To Err is Human, to Burr is Inhumane
As if Jesse Helms wasn’t enough. North Carolina Senator Richard Burr, has introduced legislation – S. 1873, the Biodefense and Pandemic Vaccine and Drug Development Act of 2005 - supposedly to “provide the Department of Health and Human Services with the additional authorities and resources necessary to partner with the private sector to rapidly develop drugs and vaccines to protect the United States from deliberate, accidental and natural incidents involving biological pathogens, such as avian influenza.”
While it sounds fantastic on the surface -- who wouldn’t want smart partnering and collaboration between the government, academia and pharmaceutical companies to develop innovative medical countermeasures? -- the small exemption Burr prescribes, but forgot to mention in his press release deals with freedom of information.
In an article, Secrecy Is Infectious: Bill Would Shield Biomedical Research, Washington Post’s Christopher Lee reports that, unlike any other federal agency, this Department of Health and Human Services spin-off would receive full exemption from the Freedom of Information Act.

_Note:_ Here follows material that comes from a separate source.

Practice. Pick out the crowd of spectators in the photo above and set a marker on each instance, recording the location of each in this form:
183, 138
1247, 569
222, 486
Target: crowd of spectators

Burr’s office claims to “necessary to prevent information from falling into the wrong hands.”
First off, if Burr has access, it’s already in the wrong hands. While 40 year old FOIA allows agencies to withhold certain information for national security reasons, this exemption would shield the new agency from oversight with more teeth than that given to the CIA or NSA.
Before becoming President Bush’s chief domestic policy advisor in January, Claude Allen was a top aide at the Department of Health and Human Services (HHS) where he had been installed by none other than Karl Rove. (Someone who really is able to distinguish between secrecy in the name of national security and treasonous leaking for political gain.)
Allen was the driving force to replace science-based sex education with the failed policy of teaching that only abstinence prevents AIDS. Like Jesse Helms, for whom he once worked as a top aide, Allen saw to it that safe-sex materials were deleted from its Web sites and forced AIDS related agencies into adopting mandatory new rules stressing the failure of condoms in curtailing the spread of AIDS.
In an article, The Bush Theocracy, in LA Weekly in January, Doug Ireland wrote:
Notorious for his anti-abortion stance, at HHS Allen helped use its regulatory powers to turn Title 10 of the Public Services Act — which Bush père had championed — away from family planning and the promotion of condom use and into an abstinence-only program. In his Virginia years, Allen’s Christian-right extremism led him to endanger the health of children. Then Allen worked to defeat legislation that provided health insurance for children of the working poor, largely because the program covered abortion services for rape and incest victims under the age of 18. "When the law was ultimately enacted, Allen was faulted for not enrolling children quickly enough, and admitted that ‘abortion was the sticking point’ delaying the enrollment of children," as People for the American Way (and civil rights groups like the NAACP) pointed out last fall when they successfully opposed Bush’s nomination of Allen for a federal judgeship. "In this episode, Allen proved himself to be so adamantly opposed to reproductive rights that he found it preferable for poor children to go without health coverage than to risk an underage sexual-abuse victim having access to state-funded abortion services."
Oh yes, these are the people who deserve FOIA exemptions to cover up their hate-filled hypocrisy.
Secrecy in the name of national security or to perpetuate a radical, right wing agenda that shields the citizenry from such things as safe sex information that would save the lives of children, or policies that are responsible for deaths of genocidal proportions in Africa owing to failed polices based on religion instead of science?






4 Comments:
Well-done, Clinton. If this administration's human, and now civil, rights record received the kind of work-out the FOIA has, over the past 5 years, this country would be in much better shape. More to the point, the danger lies in a policy that invades patient privacy while shielding itself from examination for bias and, moreover, if we think bias is a 4 letter word when it comes to news coverage, imagine the damage it can, and will do, when applied to matters relating to public health policy. Onwards!